NUEVA YORK, EU., a 17 de agosto de 2026.— Gerardo Mérida Sánchez, exsecretario de Seguridad Pública de Sinaloa, ya no se encuentra en una prisión administrada por la Oficina Federal de Prisiones de Estados Unidos (BOP), según la actualización de los registros públicos de esa institución. El general en retiro permanecía recluido en Nueva York desde mayo pasado.
La modificación confirma que Mérida Sánchez dejó la custodia penitenciaria de la BOP, pero no permite establecer si recuperó la libertad, fue trasladado a otra instalación o quedó bajo responsabilidad de una agencia distinta. Hasta ahora, las autoridades estadounidenses no han revelado su paradero ni las condiciones de su nueva situación.
Crece la posibilidad de un acuerdo judicial
La salida del exfuncionario del sistema carcelario federal abre la posibilidad de que haya iniciado una negociación con la Fiscalía estadounidense para colaborar en la investigación. En este tipo de procesos, los acusados pueden aportar información a cambio de beneficios judiciales, aunque cada acuerdo debe quedar sujeto a la aprobación de un tribunal.
Por ahora, ningún documento público confirma que Gerardo Mérida se haya convertido en informante o testigo colaborador de Estados Unidos.
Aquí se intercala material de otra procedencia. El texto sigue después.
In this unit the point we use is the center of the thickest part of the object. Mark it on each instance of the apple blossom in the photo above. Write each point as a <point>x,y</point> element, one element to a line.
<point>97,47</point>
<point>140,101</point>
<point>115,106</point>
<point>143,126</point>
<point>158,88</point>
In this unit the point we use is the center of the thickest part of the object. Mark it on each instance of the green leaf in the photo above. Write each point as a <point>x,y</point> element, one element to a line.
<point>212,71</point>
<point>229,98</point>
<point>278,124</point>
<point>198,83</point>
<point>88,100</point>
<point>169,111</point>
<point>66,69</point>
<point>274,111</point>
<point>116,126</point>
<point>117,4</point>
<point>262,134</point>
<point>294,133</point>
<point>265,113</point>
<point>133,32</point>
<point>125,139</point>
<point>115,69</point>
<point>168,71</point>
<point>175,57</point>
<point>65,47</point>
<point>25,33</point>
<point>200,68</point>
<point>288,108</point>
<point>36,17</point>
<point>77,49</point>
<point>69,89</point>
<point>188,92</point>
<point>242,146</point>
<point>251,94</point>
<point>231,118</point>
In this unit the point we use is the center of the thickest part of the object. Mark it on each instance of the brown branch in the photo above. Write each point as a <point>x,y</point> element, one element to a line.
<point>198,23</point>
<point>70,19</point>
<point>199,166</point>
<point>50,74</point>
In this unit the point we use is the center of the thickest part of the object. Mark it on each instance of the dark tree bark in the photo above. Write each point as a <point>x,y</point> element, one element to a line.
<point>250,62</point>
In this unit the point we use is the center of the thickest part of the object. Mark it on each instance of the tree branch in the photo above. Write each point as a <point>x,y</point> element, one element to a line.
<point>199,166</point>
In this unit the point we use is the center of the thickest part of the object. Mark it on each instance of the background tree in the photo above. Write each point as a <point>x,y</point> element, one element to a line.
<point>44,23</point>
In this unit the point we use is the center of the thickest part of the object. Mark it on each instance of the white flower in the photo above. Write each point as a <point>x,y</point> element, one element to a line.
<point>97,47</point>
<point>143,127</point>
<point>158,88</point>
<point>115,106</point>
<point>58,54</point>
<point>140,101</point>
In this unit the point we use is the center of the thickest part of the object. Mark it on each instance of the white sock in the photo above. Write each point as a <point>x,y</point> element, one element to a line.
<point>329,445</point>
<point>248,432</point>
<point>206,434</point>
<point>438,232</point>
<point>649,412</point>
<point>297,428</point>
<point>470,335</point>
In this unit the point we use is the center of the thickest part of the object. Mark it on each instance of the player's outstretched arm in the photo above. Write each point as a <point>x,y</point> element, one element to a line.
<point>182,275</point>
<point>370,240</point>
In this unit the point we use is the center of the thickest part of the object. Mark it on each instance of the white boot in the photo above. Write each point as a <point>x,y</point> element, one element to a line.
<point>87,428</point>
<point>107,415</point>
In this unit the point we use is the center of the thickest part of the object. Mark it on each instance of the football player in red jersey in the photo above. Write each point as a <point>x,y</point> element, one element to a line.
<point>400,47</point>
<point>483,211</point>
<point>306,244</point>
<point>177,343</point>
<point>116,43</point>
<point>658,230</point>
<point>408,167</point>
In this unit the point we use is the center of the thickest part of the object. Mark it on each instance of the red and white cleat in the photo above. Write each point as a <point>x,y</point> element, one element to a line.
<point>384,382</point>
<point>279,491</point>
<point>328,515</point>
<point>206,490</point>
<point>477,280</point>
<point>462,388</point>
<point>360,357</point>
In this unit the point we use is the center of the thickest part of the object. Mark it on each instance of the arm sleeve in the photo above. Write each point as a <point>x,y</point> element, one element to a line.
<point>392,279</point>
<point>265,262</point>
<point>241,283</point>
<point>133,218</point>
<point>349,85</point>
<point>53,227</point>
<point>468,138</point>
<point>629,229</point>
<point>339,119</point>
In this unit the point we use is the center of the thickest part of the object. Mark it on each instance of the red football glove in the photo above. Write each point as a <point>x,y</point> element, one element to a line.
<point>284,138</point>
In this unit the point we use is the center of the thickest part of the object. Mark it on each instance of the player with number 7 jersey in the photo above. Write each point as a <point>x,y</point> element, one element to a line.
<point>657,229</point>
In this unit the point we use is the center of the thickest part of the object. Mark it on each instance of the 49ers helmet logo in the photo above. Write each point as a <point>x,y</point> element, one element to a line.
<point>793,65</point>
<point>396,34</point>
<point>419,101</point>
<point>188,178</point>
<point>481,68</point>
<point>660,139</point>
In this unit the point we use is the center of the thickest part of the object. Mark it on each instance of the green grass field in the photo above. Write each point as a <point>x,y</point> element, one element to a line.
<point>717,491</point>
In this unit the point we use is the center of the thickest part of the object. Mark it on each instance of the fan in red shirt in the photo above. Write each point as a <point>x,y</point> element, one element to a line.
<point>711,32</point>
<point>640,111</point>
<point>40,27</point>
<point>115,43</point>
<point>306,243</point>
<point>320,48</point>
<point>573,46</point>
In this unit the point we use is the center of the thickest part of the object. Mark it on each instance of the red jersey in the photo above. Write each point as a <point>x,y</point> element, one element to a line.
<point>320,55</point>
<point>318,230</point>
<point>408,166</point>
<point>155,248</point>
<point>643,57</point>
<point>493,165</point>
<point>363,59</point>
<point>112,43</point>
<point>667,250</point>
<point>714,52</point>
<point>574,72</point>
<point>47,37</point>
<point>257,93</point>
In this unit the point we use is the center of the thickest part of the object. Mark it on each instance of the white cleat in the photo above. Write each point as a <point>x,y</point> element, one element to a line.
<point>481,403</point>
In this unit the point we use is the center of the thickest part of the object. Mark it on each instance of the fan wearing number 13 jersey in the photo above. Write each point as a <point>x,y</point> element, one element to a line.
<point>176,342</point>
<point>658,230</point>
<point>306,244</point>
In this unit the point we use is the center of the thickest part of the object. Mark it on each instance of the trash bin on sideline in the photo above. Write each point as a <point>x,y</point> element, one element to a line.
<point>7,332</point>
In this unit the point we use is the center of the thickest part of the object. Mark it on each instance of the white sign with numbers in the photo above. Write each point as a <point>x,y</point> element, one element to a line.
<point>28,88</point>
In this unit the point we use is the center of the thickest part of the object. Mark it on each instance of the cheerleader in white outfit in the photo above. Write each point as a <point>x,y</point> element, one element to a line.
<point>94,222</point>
Su ausencia del registro de la BOP tampoco demuestra por sí sola que exista un convenio, por lo que esa posibilidad permanece como una hipótesis derivada del cambio de custodia.
Su audiencia quedó sin nueva fecha
El movimiento ocurre después de que la Corte Federal del Distrito Sur de Nueva York retiró la audiencia programada para el 4 de agosto y no anunció otra fecha. Hasta principios de ese mes, el exsecretario permanecía en prisión preventiva en el Centro de Detención Metropolitano de Brooklyn.
Acusado de colaborar con el Cártel de Sinaloa
Gerardo Mérida se entregó a las autoridades de Estados Unidos el 11 de mayo de 2026, tras cruzar hacia Arizona por la garita de Nogales, y posteriormente fue llevado a Nueva York. La justicia estadounidense lo acusa de conspiración para importar drogas y de delitos relacionados con armas, además de señalarlo por recibir presuntos sobornos de Los Chapitos a cambio de alertarlos sobre operativos. El militar retirado se declaró no culpable y conserva la presunción de inocencia.